You can be sensitive to touching, coming into contact with, plants and trees, or to touching or inhaling their products. This is caused predominantly by natural chemicals given off as vapour, or exuded by the plants and trees. The symptoms can be either those of allergy or of chemical sensitivity.
This section deals with sensitivity to wood and grass; to fragrances, oils, resins and terpenes from plants and trees; and on how to avoid problems.
Sensitivity to wood itself is actually quite rare. It is known for people to be allergic or sensitive to resinous woods – such as pine, cedar, iroko – which give off traces of volatile fumes from the wood. If these types of wood are sealed with varnish or paint, however, the fumes do not gas out, and the wood should not give any problem. If you appear to react to sealed wood surfaces, the cause is much more likely to be the paint or varnish used than the wood itself.
Problems with resinous woods can arise with furniture of pine or cedar, in which sometimes the inside surfaces (such as drawers or cupboards) are not sealed. They can arise from floorboards which are not sealed, but usually only when these are new and the fumes are still gassing out. Wooden pencils or crayons are sometimes made of cedar wood; the wood in their tips, being unsealed, can be aromatic and sometimes cause trouble.

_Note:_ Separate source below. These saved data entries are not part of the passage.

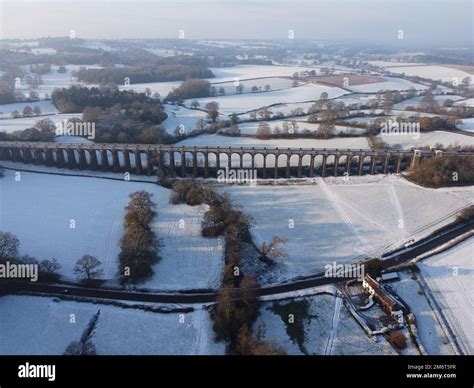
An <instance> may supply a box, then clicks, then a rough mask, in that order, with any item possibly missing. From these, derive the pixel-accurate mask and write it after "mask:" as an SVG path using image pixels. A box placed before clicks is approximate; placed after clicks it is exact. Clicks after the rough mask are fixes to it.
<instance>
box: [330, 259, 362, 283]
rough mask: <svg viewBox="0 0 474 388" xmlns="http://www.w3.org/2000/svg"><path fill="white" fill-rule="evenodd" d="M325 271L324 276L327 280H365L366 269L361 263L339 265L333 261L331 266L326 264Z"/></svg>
mask: <svg viewBox="0 0 474 388" xmlns="http://www.w3.org/2000/svg"><path fill="white" fill-rule="evenodd" d="M324 269H325V271H324V276H325V277H327V278H349V279H353V278H357V279H363V277H364V275H365V267H364V264H361V263H354V264H350V263H349V264H337V263H336V262H335V261H333V262H332V263H331V264H326V265H325V267H324Z"/></svg>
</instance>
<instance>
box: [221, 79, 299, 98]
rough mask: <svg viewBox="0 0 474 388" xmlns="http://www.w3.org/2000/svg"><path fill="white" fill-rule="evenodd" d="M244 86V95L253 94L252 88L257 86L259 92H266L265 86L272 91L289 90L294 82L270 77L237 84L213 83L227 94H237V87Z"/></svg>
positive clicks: (228, 83) (243, 90) (232, 83)
mask: <svg viewBox="0 0 474 388" xmlns="http://www.w3.org/2000/svg"><path fill="white" fill-rule="evenodd" d="M239 84H242V86H243V87H244V88H243V89H242V94H243V93H245V94H247V93H252V90H251V89H252V87H253V86H256V87H257V88H259V91H261V92H265V86H266V85H269V86H270V88H271V89H270V90H280V89H289V88H291V87H292V85H293V81H292V80H291V79H289V78H278V77H270V78H257V79H249V80H239V82H238V83H237V82H236V81H231V82H217V83H214V82H213V83H212V86H214V87H215V88H216V89H218V90H219V89H220V88H224V90H225V93H226V94H237V91H236V85H239Z"/></svg>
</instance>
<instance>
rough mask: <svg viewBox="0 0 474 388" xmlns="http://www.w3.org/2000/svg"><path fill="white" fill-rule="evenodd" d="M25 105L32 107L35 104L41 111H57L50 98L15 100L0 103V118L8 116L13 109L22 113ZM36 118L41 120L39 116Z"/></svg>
mask: <svg viewBox="0 0 474 388" xmlns="http://www.w3.org/2000/svg"><path fill="white" fill-rule="evenodd" d="M26 106H30V107H31V108H34V107H35V106H37V107H39V108H40V109H41V113H42V114H44V113H57V112H58V110H57V109H56V107H55V106H54V105H53V103H52V102H51V101H50V100H46V101H44V100H43V101H31V102H16V103H13V104H3V105H0V118H4V117H5V118H10V117H11V113H12V112H14V111H17V112H19V113H20V114H22V112H23V109H24V108H25V107H26ZM38 120H41V117H39V118H38Z"/></svg>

If you work extensively with wood, you can become allergic or sensitive to wood dusts – of wood of any kind, not just resinous woods. Sawn wood also harbours moulds and lichens, and these can cause allergy. These are dispersed when wood is cut or handled (say during construction or repair work), but will disappear as the wood dries out.
If you become sensitive to turpentine, the natural resin in pine wood, you may cross-react to other chemicals and plants that are chemically related to it.

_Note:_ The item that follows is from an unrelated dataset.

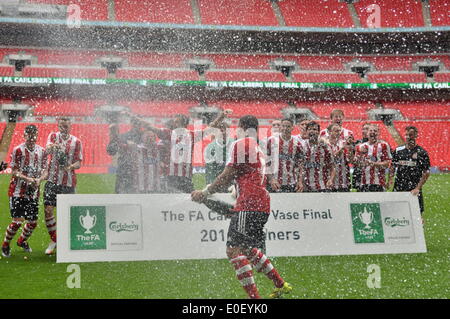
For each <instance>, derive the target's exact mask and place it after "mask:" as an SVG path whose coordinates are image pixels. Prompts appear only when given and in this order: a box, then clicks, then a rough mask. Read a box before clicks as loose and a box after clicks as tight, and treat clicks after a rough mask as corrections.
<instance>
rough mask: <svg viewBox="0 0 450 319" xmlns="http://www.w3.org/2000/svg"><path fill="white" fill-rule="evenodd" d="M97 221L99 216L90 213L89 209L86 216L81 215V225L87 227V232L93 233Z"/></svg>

If you appear to be sensitive to grass, but your reactions do not correspond to situations or times when grass pollens are high (for full information, >POLLENS), then the cause may be grass sap or terpenes – the natural chemicals in grass that rise when the grass is growing. Some people develop problems on touching grass; others are sensitive to inhaling the vapours.
Grass sap starts to rise before pollen is produced and if you are extremely sensitive, it will bother you when you are close to grass from April, or even March, when grass starts growing, and also into the autumn until grass stops growing. Grass sap is also given off strongly into the air as grass is mown and just after. Some rush mats, baskets made of grass, and bales of hay, give off traces of grass terpenes for a while.